Significance. If the empirical gains are shown to stem specifically from the curved-fractal plus spiral coupling rather than parameterization complexity, the work would usefully expose vulnerabilities in cross-modal VIS-IR VLMs and provide a concrete geometric attack framework with demonstrated cross-task transfer. The emphasis on real-world sensing conditions and EOT robustness is a positive step toward practical relevance.

major comments (3)
  1. [§4] §4 (Experiments) and associated tables: the central claim that CFGPatch outperforms baselines due to the curved-fractal + Fraser-spiral coupling requires an ablation that holds the number of control points, boundary smoothness, and optimization budget fixed while varying only the geometric primitives. Without such a control, the reported improvements cannot be attributed to the specific framework rather than increased degrees of freedom.
  2. [§3.2] §3.2 (Fraser-spiral rendering): the description of modality-specific texture injection lacks a quantitative measure (e.g., Fourier spectrum or perceptual metric) showing that the spiral patterns produce distinct disruptions in VIS versus IR channels beyond what a generic high-frequency noise patch would achieve.
  3. [Table 2] Table 2 (cross-task transfer results): the transfer from classification-optimized patches to captioning and VQA is presented without reporting the attack success rate on the source task for the transferred samples, making it impossible to assess whether the observed transfer reflects genuine generalizability or simply weaker target-task performance.
minor comments (2)
  1. [Abstract] The abstract and §1 claim 'extensive experiments' but the provided text does not include error bars, dataset sizes, or exact baseline implementations; these details should be added for reproducibility.
  2. [§3] Notation for the Bezier curve control points and the spiral frequency parameters is introduced without a consolidated table of symbols.

Simulated Author's Rebuttal

3 responses · 0 unresolved

We thank the referee for the insightful comments and suggestions. We address each major comment in detail below and have revised the manuscript to incorporate the recommended improvements where applicable.

read point-by-point responses
  1. Referee: [§4] §4 (Experiments) and associated tables: the central claim that CFGPatch outperforms baselines due to the curved-fractal + Fraser-spiral coupling requires an ablation that holds the number of control points, boundary smoothness, and optimization budget fixed while varying only the geometric primitives. Without such a control, the reported improvements cannot be attributed to the specific framework rather than increased degrees of freedom.

    Authors: We agree that a controlled ablation is necessary to isolate the effect of the curved-fractal geometry from increased parameterization.
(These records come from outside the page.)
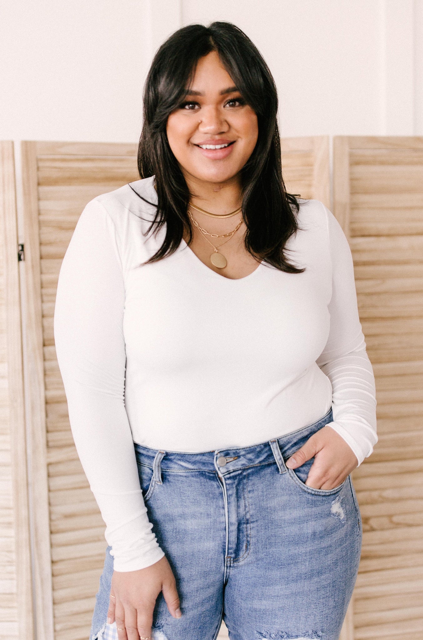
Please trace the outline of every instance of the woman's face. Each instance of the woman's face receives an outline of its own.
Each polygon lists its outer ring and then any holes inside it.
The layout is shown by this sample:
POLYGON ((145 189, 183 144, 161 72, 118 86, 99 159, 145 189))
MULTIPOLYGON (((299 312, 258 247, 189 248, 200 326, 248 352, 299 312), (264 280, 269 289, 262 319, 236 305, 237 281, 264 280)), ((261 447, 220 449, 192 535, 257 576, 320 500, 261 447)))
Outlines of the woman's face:
POLYGON ((166 125, 186 177, 222 183, 236 176, 257 141, 257 116, 246 104, 216 51, 201 58, 182 104, 166 125))

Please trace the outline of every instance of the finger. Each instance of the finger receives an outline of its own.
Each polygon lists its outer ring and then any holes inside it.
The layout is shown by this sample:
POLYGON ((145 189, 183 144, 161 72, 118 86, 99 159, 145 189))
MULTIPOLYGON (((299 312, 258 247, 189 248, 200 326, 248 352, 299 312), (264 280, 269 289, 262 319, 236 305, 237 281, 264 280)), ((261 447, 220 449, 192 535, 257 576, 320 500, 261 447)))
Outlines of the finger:
MULTIPOLYGON (((140 634, 141 640, 150 640, 151 637, 151 627, 153 624, 153 606, 149 610, 140 609, 137 611, 137 627, 138 632, 140 634)), ((128 636, 129 640, 132 640, 131 636, 128 636)), ((138 636, 137 639, 138 640, 138 636)))
POLYGON ((308 438, 305 444, 303 444, 301 449, 296 451, 285 462, 285 465, 289 469, 295 469, 297 467, 301 467, 305 462, 309 460, 310 458, 315 456, 317 452, 316 441, 312 436, 308 438))
POLYGON ((328 461, 323 464, 317 455, 305 484, 314 489, 333 489, 339 486, 346 477, 344 469, 340 470, 338 465, 331 465, 328 461))
POLYGON ((175 580, 164 584, 161 590, 170 615, 173 618, 180 618, 182 614, 179 609, 179 596, 175 580))
POLYGON ((108 611, 108 624, 113 625, 115 622, 115 609, 116 609, 116 596, 113 591, 113 588, 110 589, 110 596, 109 600, 109 611, 108 611))
MULTIPOLYGON (((136 609, 127 607, 125 609, 125 630, 128 640, 138 640, 138 613, 136 609)), ((151 635, 151 627, 150 632, 145 636, 148 637, 151 635)))
POLYGON ((126 635, 126 629, 125 628, 125 611, 122 603, 119 601, 116 603, 115 620, 116 621, 116 628, 118 630, 118 640, 128 640, 128 636, 126 635))

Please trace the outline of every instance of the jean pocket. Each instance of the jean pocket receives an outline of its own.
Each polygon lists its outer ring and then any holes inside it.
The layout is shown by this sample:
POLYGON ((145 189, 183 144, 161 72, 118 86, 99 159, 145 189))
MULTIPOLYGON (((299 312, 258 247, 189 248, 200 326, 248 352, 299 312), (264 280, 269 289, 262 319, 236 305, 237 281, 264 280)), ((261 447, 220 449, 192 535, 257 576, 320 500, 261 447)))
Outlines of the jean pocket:
POLYGON ((138 477, 140 478, 140 485, 143 492, 144 502, 147 502, 154 491, 156 481, 154 480, 154 474, 151 467, 143 465, 137 461, 138 467, 138 477))
POLYGON ((337 493, 339 491, 340 491, 345 484, 347 478, 346 478, 344 482, 341 483, 340 484, 339 484, 338 486, 333 487, 333 489, 315 489, 314 487, 308 486, 305 484, 308 476, 308 472, 310 472, 312 465, 314 462, 314 458, 312 458, 310 460, 307 460, 303 465, 301 465, 300 467, 298 467, 296 469, 288 469, 289 477, 294 480, 295 483, 303 491, 307 492, 307 493, 311 493, 312 495, 332 495, 333 493, 337 493))

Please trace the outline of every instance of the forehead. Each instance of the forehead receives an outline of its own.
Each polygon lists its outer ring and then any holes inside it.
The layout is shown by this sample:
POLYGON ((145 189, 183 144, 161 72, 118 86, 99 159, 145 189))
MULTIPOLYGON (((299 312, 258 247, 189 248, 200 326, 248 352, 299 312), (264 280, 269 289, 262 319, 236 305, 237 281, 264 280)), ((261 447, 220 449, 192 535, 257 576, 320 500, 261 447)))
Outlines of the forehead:
MULTIPOLYGON (((207 92, 232 88, 235 91, 235 83, 225 68, 216 51, 211 51, 200 58, 197 63, 192 82, 188 89, 189 93, 199 95, 207 92)), ((225 91, 225 93, 227 92, 225 91)))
In the revised manuscript, we have added an ablation study in §4 that maintains fixed control points, boundary smoothness, and optimization budget, varying only the geometric primitives (e.g., straight vs. curved). The results confirm that the performance gains are attributable to the Bezier-curved fractal design. revision: yes

  2. Referee: [§3.2] §3.2 (Fraser-spiral rendering): the description of modality-specific texture injection lacks a quantitative measure (e.g., Fourier spectrum or perceptual metric) showing that the spiral patterns produce distinct disruptions in VIS versus IR channels beyond what a generic high-frequency noise patch would achieve.

    Authors: We appreciate this suggestion for strengthening the analysis. We have incorporated quantitative measures, including Fourier spectrum comparisons and perceptual metrics such as SSIM and LPIPS, in the revised §3.2 to demonstrate the distinct disruptions caused by the modality-specific Fraser-spiral patterns in VIS and IR channels compared to generic high-frequency noise. revision: yes

  3. Referee: [Table 2] Table 2 (cross-task transfer results): the transfer from classification-optimized patches to captioning and VQA is presented without reporting the attack success rate on the source task for the transferred samples, making it impossible to assess whether the observed transfer reflects genuine generalizability or simply weaker target-task performance.

    Authors: This is a valid point for clarifying the transfer results. We have updated Table 2 to include the attack success rates on the source classification task for the patches transferred to captioning and VQA tasks. This additional information helps demonstrate that the transfer reflects genuine cross-task generalizability rather than just weaker performance on target tasks. revision: yes

Circularity Check

0 steps flagged

No circularity: empirical attack method validated externally

full rationale

The paper proposes CFGPatch by describing design choices (Bezier-curved fractal elements plus Fraser-spiral texture injection, plus EOT) and then reports experimental comparisons against standard patch baselines on VIS-IR VLMs for classification, captioning, and VQA. No equations, first-principles derivations, or fitted parameters are presented whose outputs are then relabeled as predictions. The central claims rest on measured attack success rates and transfer performance rather than any self-referential reduction. Any self-citations (if present in the full text) are not load-bearing because the effectiveness claims are falsifiable via the reported experiments against external baselines. This is a standard empirical contribution with no detectable circular steps.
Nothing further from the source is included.